The tool, known as ArborXD, can be applied throughout an energy project’s life cycle, including at the concept, front-end engineering design and engineering, procurement, construction and installation phases. It provides McDermott’s customers with access to lifecycle footprint estimates, cost trade-off analyses, emission reduction pathways and environmental impact assessments.

Low emission LNG

As certification initiatives reach down the gas value chain, the next target will be certifying LNG production, transportation and regasification as sustainable.

Cheniere Energy has been a first-mover in this space, introducing cargo emission tags last year and joining the Oil and Gas Methane Partnership 2.0 (OGMP 2.0), the United Nations Environment Programme’s flagship methane emissions reporting and mitigating initiative.

OGMP 2.0 is a comprehensive, measurement-based reporting framework intended to improve the accuracy and transparency of methane emissions reporting.

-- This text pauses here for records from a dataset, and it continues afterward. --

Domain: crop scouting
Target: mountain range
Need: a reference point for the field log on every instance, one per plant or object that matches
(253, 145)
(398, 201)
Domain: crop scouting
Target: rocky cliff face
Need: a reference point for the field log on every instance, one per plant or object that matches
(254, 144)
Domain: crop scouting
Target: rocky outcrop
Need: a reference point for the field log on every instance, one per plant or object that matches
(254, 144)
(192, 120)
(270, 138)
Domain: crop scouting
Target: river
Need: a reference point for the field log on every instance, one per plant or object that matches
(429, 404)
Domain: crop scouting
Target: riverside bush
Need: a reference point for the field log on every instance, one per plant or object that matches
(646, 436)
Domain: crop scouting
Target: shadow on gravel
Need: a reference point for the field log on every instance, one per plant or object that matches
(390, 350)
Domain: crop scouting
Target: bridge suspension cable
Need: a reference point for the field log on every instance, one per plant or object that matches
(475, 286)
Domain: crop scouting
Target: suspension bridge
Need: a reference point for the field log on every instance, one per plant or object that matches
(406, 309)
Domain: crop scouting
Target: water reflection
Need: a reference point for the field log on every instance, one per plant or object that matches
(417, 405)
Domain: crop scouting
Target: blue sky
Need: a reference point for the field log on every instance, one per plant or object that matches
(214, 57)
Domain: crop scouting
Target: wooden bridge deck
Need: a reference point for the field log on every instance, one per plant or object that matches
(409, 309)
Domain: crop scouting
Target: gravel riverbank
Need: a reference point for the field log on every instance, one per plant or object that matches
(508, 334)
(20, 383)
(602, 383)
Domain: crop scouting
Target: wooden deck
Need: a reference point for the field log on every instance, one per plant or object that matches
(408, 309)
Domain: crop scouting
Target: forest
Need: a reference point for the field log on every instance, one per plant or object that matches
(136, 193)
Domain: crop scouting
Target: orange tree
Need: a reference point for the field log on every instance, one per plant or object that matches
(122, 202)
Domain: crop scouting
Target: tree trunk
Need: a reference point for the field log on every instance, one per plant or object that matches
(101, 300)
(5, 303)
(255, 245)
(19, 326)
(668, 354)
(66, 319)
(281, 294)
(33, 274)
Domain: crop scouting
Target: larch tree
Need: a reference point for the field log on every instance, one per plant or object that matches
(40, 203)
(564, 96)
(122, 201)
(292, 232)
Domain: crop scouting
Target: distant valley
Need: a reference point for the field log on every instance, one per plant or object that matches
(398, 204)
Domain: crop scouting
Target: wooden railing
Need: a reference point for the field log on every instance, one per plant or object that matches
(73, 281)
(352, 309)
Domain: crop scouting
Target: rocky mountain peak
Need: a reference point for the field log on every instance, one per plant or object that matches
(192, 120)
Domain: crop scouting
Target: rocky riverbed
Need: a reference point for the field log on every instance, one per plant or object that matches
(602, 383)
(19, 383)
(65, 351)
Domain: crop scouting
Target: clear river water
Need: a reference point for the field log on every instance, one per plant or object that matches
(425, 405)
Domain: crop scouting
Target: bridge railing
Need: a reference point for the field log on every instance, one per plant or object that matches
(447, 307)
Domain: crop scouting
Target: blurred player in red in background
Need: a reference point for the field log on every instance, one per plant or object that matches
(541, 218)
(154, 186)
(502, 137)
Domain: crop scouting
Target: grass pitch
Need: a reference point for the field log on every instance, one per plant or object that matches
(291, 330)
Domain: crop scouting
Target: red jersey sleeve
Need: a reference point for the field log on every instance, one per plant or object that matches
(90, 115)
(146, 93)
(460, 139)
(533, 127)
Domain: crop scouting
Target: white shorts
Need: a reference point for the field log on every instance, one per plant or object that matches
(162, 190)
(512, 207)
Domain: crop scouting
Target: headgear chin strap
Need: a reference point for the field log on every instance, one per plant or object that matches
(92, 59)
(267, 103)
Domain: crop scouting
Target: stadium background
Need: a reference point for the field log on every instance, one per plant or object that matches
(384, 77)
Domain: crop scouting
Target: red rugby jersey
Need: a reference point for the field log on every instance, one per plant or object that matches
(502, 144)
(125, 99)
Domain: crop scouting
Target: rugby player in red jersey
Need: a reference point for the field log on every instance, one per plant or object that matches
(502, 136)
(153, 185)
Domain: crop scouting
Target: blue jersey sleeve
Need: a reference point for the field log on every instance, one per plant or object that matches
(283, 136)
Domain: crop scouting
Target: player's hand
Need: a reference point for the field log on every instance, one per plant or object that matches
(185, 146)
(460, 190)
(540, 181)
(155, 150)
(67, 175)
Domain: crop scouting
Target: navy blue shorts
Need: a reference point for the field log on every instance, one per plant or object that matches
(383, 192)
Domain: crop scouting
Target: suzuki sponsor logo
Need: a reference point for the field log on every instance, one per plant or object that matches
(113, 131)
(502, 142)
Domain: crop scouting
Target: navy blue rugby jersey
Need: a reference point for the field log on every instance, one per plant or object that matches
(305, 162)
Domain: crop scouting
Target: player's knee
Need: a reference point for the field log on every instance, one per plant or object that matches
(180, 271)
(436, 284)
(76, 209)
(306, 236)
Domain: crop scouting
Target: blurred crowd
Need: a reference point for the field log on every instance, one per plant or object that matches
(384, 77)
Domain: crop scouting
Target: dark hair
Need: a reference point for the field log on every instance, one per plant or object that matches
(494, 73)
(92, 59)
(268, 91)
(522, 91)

Cheniere’s participation in OGMP 2.0 is another of the LNG producer’s climate strategy initiatives, alongside collaborative programmes to quantify, monitor, report and verify (QMRV) greenhouse gas (GHG) emissions across its supply chain. QMRV has been initiated at Cheniere’s Sabine Pass and Corpus Christi liquefaction terminals on the US Gulf Coast, and at natural gas transmission facilities it uses, consistent with the OGMP 2.0 reporting framework.

Cheniere has implemented an emissions monitoring programme at its Sabine Pass facility. [Image credit: Bechtel]

Meanwhile, Chevron delivered its first shipment of offset-paired LNG in late 2022. Emissions from the cargo, produced at the Gorgon project off the northwest coast of Western Australia, were fully offset through the retirement of high-quality, nature-based and energy efficiency offsets in Cambodia, Indonesia and Nepal.

And earlier this year, Singapore’s Pavilion Energy received its first LNG cargo accompanied by a statement of greenhouse gas emissions (SGE) from QatarEnergy at the Singapore LNG terminal. The SGE is a verified statement that quantifies the greenhouse gas emissions associated with producing and delivering the LNG cargo from the wellhead to the discharge terminal.